Todo mi cuerpo reaccionó instintivamente: el corazón acelerado, el pulso firme, el impulso de acercarme. Pero no era solo instinto. Había algo más. Algo que me decía que esa historia no iba a ser como ninguna otra.
Respiré hondo, obligándome a mantener la calma. Caminé hacia él, despacio.
—¿Está bueno ese pan? —pregunté, fingiendo naturalidad.
Él levantó la mirada y nuestros ojos se encontraron. Y fue como caer en un abismo.
—Supongo que sí —respondió, encogiéndose de hombros.
Su voz me atravesó como un acorde perfecto.
—Soy Harry —dije.
—Louis —contestó.
Y su nombre se grabó en mí para siempre.
Louis
El alfa sonrió, y por un momento sentí que el mundo alrededor se desvanecía. No había ruido, ni olores, ni gente.
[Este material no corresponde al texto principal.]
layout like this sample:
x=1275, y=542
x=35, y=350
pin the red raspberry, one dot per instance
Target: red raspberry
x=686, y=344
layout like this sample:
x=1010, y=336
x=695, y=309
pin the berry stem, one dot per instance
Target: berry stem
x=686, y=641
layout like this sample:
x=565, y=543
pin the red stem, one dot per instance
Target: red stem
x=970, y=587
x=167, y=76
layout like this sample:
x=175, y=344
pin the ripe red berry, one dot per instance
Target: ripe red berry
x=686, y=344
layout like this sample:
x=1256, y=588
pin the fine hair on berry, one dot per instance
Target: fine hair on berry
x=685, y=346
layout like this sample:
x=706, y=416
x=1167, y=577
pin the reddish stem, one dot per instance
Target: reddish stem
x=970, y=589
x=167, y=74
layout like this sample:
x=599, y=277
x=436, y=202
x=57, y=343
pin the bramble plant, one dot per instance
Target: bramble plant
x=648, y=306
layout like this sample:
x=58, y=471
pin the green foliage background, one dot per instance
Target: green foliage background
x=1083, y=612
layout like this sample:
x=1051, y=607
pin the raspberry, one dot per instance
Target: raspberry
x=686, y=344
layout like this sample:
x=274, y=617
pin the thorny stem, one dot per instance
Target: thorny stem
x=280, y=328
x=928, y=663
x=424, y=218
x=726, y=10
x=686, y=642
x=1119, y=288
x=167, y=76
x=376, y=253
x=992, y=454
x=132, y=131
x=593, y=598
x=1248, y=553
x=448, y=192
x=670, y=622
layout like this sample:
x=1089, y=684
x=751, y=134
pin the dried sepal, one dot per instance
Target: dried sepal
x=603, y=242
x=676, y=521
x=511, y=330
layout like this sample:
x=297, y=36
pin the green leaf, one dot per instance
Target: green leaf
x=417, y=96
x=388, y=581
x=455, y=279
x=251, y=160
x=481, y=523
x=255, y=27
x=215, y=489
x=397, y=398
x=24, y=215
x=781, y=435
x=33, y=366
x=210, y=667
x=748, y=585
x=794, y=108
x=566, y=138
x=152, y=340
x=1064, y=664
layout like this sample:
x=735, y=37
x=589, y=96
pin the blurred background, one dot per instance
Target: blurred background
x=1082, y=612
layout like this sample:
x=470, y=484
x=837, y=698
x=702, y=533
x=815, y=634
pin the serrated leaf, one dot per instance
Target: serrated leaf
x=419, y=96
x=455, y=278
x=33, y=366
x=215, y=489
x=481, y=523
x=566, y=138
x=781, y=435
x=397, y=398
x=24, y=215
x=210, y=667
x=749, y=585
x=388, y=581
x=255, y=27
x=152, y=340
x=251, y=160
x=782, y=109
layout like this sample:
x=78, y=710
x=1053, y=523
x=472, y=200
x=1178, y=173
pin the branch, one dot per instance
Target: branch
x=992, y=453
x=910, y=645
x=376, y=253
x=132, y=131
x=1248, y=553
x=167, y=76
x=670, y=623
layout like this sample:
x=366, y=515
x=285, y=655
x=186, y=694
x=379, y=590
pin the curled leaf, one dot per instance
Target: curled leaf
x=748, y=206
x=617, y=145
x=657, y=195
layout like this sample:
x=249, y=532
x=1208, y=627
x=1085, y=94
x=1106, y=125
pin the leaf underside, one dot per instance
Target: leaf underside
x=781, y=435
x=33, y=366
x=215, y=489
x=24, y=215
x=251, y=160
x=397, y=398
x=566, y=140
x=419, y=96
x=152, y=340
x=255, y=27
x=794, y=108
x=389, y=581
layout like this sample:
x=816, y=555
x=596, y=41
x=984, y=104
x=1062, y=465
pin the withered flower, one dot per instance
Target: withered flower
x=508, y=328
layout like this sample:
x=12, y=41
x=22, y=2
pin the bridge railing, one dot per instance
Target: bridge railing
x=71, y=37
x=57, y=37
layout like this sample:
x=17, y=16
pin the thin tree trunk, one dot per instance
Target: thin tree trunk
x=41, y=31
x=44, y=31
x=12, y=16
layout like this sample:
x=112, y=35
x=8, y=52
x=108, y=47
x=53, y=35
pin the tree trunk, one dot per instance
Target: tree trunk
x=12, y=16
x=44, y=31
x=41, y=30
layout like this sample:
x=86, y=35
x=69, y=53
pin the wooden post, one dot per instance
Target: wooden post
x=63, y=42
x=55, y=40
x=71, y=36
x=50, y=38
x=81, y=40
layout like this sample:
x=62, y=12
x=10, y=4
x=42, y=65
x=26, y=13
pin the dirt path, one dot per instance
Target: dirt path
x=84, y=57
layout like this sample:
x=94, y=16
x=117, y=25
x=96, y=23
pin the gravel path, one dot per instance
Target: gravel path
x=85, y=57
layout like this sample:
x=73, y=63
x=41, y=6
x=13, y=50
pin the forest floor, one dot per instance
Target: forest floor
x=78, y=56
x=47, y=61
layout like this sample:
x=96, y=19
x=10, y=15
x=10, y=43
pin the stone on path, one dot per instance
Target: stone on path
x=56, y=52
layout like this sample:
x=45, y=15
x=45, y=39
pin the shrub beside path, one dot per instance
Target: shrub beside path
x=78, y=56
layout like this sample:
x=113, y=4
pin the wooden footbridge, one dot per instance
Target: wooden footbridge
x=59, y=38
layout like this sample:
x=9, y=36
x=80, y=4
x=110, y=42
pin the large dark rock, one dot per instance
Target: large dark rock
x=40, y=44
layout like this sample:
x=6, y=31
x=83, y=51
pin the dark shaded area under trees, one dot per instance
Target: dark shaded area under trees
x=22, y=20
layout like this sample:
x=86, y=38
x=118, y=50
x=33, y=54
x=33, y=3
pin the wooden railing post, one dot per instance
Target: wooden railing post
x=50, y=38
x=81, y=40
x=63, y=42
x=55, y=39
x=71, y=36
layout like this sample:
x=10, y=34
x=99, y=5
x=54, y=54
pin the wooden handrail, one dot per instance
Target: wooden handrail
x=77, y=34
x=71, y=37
Solo esos ojos verdes sosteniéndome con una calma imposible.
—¿Podré verte de nuevo? —preguntó, con una sinceridad que me desarmó.
Parpadeé, sin saber qué decir. Nadie me había preguntado eso sin exigencia, sin posesión.
—Tal vez —murmuré, antes de girarme y alejarme.
Caminé rápido, pero cada paso se sentía pesado, como si algo invisible tirara de mí hacia atrás. Como si dejarlo ahí fuera el primer error de mi vida.
Harry
Lo vi irse. No intenté detenerlo. Sabía que aún no era el momento.
Pero también sabía otra cosa: ese omega y yo volveríamos a cruzarnos.
Porque lo que había sentido no era casualidad, no era capricho. Era destino.
Y su nombre, Louis, ya latía en mí como si fuera parte de mi propia sangre.